En las conversaciones con Batkis, Suárez recordó a su padre como un gran lector: un hombre culto al tiempo que era frecuente que de una discusión pasara a los golpes. Al niño Suarez solía leerle a Stevenson, Kipling, Mark Twain. Cuando creció la situación se volvió álgida hasta que tras una discusión, Suárez decidió dejar la casa paterna. “Era muy extraño cómo, viniendo del socialismo, mi padre terminó siendo terriblemente conservador. Apoyó a la democracia cristiana y a la Revolución Libertadora. Ese fue uno de los motivos de nuestros malos intercambios, violentos. Para mí fue terrible porque era un tipo que había sido amigo de Lisandro de la Torre, de Alfredo Palacios y de pronto produjo ese viraje ideológico. Era totalmente antiperonista. Por eso yo me hice peronista, por reacción”, dijo Suárez sobre esa relación en una entrevista con Batkis. Y concluyó: “Casi todas las cosas que he hecho en mi vida siempre han sido contra algo”.

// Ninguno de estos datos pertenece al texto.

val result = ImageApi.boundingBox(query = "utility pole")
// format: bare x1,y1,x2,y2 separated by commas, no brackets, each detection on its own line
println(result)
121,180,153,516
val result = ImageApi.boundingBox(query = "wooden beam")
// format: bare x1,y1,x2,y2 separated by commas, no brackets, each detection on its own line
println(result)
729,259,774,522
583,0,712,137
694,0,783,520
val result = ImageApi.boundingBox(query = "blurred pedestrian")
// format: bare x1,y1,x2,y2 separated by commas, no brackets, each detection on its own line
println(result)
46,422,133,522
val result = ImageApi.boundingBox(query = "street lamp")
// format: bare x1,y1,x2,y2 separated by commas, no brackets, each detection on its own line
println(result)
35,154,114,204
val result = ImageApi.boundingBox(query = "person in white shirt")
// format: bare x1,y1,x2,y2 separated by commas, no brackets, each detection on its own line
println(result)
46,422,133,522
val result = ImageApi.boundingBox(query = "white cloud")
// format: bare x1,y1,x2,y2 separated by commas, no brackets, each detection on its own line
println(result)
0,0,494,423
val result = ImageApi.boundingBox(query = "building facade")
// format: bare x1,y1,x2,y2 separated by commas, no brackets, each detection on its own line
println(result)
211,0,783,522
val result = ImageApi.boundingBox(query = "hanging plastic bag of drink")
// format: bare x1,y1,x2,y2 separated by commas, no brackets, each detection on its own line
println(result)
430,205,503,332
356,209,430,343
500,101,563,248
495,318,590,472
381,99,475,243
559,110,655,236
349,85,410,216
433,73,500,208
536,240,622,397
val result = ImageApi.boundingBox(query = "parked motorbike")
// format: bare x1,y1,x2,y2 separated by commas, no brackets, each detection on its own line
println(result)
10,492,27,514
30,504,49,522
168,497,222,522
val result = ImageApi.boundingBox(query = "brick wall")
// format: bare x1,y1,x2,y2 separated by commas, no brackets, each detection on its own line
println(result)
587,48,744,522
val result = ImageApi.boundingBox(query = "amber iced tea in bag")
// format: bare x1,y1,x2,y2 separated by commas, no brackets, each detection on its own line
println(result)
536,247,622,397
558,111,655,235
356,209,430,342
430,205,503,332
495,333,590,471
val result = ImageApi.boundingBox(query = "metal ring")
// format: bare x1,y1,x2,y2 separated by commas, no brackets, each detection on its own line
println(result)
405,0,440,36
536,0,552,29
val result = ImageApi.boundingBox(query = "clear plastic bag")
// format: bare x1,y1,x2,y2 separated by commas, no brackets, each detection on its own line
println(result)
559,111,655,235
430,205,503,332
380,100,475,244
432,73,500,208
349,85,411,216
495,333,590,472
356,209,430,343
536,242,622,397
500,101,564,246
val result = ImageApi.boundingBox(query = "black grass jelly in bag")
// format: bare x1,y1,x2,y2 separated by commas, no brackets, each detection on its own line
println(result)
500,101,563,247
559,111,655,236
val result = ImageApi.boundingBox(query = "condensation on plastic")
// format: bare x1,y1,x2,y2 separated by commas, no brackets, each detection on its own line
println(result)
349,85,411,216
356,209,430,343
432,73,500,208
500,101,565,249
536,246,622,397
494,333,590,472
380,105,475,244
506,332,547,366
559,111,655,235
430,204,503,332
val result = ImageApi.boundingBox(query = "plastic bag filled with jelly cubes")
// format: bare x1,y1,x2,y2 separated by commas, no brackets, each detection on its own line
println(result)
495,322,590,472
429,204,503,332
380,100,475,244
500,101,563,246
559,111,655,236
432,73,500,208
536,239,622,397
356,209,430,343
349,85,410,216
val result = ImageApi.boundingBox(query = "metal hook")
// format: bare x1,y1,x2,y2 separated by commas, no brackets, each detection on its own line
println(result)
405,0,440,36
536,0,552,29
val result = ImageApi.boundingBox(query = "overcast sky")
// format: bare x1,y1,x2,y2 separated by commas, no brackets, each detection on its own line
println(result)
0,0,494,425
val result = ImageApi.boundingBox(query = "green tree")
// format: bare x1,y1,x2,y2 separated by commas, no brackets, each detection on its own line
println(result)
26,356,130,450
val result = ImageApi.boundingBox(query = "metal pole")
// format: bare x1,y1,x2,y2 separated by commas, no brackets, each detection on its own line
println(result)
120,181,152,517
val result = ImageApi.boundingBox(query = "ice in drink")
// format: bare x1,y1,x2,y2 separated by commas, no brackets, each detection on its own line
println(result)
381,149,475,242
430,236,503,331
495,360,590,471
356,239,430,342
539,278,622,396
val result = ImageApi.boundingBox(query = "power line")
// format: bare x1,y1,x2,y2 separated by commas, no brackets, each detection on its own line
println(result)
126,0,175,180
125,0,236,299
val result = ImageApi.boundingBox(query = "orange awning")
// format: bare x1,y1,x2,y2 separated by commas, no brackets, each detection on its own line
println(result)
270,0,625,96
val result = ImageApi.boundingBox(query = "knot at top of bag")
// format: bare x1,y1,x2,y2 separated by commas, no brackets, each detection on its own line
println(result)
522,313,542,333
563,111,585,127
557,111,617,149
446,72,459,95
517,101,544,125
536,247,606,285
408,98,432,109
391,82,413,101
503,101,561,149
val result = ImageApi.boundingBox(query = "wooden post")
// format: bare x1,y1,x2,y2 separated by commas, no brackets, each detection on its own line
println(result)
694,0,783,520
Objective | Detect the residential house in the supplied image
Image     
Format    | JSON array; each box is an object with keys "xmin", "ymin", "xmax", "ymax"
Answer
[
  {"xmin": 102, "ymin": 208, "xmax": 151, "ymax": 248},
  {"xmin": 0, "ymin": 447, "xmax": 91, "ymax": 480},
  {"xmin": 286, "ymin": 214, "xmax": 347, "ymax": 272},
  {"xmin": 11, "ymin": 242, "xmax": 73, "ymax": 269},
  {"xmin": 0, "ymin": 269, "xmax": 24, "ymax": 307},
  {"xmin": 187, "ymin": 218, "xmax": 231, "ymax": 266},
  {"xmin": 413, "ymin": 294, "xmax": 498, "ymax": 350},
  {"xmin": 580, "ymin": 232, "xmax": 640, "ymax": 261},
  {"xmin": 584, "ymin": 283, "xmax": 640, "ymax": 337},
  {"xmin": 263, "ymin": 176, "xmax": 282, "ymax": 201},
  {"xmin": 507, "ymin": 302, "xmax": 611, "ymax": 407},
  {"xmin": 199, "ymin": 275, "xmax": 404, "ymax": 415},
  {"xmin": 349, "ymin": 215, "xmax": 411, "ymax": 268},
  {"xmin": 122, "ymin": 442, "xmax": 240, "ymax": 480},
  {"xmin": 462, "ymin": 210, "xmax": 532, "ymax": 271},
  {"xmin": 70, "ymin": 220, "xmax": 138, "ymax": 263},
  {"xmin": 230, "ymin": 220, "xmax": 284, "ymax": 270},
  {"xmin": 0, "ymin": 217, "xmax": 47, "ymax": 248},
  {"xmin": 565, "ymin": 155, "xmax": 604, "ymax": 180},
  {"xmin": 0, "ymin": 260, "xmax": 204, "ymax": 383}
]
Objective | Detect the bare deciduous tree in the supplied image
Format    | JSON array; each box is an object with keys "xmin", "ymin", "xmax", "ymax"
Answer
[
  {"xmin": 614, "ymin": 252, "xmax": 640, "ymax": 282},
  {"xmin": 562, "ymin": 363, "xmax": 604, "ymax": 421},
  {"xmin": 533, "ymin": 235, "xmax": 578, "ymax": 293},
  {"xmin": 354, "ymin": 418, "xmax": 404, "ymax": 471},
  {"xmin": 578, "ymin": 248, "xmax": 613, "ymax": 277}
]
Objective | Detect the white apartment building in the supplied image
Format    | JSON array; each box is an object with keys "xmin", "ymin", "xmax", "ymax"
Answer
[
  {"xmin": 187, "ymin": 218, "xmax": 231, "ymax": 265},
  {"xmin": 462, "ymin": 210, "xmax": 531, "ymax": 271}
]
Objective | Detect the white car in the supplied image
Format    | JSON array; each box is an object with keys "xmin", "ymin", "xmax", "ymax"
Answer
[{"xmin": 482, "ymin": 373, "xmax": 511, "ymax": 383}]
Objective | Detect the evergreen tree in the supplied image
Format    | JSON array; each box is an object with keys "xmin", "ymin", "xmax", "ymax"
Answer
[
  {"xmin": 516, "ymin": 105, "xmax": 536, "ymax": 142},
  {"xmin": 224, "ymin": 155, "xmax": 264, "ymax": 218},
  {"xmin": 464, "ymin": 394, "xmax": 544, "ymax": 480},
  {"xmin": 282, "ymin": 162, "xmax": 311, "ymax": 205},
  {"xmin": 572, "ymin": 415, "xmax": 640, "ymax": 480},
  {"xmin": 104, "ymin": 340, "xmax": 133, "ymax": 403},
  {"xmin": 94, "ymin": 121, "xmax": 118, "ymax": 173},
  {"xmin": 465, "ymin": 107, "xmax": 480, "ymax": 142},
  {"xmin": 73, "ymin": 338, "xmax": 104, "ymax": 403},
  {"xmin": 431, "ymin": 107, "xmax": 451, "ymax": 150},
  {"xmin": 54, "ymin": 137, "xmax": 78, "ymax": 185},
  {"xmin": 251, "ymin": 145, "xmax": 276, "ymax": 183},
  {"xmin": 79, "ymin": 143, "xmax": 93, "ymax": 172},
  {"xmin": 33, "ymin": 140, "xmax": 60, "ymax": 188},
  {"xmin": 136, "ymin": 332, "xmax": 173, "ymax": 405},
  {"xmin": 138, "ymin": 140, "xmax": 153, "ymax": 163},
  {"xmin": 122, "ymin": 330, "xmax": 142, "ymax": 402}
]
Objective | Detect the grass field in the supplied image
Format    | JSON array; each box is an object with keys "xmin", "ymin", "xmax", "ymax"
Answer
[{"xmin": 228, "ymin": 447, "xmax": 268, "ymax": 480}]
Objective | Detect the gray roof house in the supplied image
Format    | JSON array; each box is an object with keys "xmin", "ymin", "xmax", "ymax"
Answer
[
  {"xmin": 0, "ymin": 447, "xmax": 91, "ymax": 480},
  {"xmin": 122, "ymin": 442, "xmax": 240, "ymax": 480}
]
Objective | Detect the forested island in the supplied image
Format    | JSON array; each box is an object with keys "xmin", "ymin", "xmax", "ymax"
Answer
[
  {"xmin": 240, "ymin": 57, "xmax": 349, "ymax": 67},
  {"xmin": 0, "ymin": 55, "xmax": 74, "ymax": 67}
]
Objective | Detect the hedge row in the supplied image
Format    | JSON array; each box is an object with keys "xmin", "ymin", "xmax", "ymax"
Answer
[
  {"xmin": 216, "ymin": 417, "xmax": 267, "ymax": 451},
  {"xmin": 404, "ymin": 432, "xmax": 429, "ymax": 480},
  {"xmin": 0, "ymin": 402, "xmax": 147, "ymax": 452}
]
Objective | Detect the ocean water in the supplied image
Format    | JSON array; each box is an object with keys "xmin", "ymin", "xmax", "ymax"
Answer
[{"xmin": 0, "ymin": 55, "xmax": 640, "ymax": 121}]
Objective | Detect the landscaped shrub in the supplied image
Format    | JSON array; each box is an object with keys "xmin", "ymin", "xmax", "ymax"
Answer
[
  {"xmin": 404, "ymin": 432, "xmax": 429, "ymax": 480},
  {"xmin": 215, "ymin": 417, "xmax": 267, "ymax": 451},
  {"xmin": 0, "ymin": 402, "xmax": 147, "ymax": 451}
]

Sus desnudos masculinos son jugados: por las poses desprejuiciadas de los personajes que llegan a evidenciar rasgos banales o ególatras y, en ocasiones, por los falos en primer plano.
Sus muñecas bravas, inspiradas en las damas que veía en las tanguerías y en un cabaret de Mataderos al que solía ir condensan el prototipo de mujer fuerte, segura, a contrapelo de cualquier señorita modosa.
En 1965 Suárez colaboró con Marta Minujín y Rubén Santantonín en La Menesunda: la gran cabeza de la mujer tiene el sello de sus muñecas bravas. Oralidad, que pudo verse en la muestra que le dedicó el Malba al artista, encarna cierto erotismo paródico: representa a una mujer con la boca entreabierta, con la camisa anudada en la cintura que deja ver sus pechos, en una de las manos lleva una banana pelada y en la otra un cigarrillo.
Gran dibujante, Suárez sabía bien cómo dar vida a los cuerpos masculinos y además conocía con precisión las tensiones musculares por su pasión por el boxeo. En esos personajes del ring, despojados de todo y armados tan sólo con su propia fuerza, habita la metáfora de la vida: la lucha salvaje por la supervivencia. Como en las escenas de tauromaquia de Picasso: el hombre se enfrenta a la tragedia. El género que eligió Suárez para hablar de la tragedia fue la parodia: señalaba que “no se puede hablar del horror porque supera los umbrales básicos de comunicación”.
Hay fuerza dramática en sus desnudos. Con poses explícitas y en ámbitos despojados y hasta precarios, son hombres y mujeres de belleza y sensualidad singulares, con cuerpos reales –contundentes o extremadamente frágiles– que desean.
Dibujar es pensar de Pablo Suárez se puede ver online hasta el 23 diciembre de 2020 en la página web de Roldán Moderno.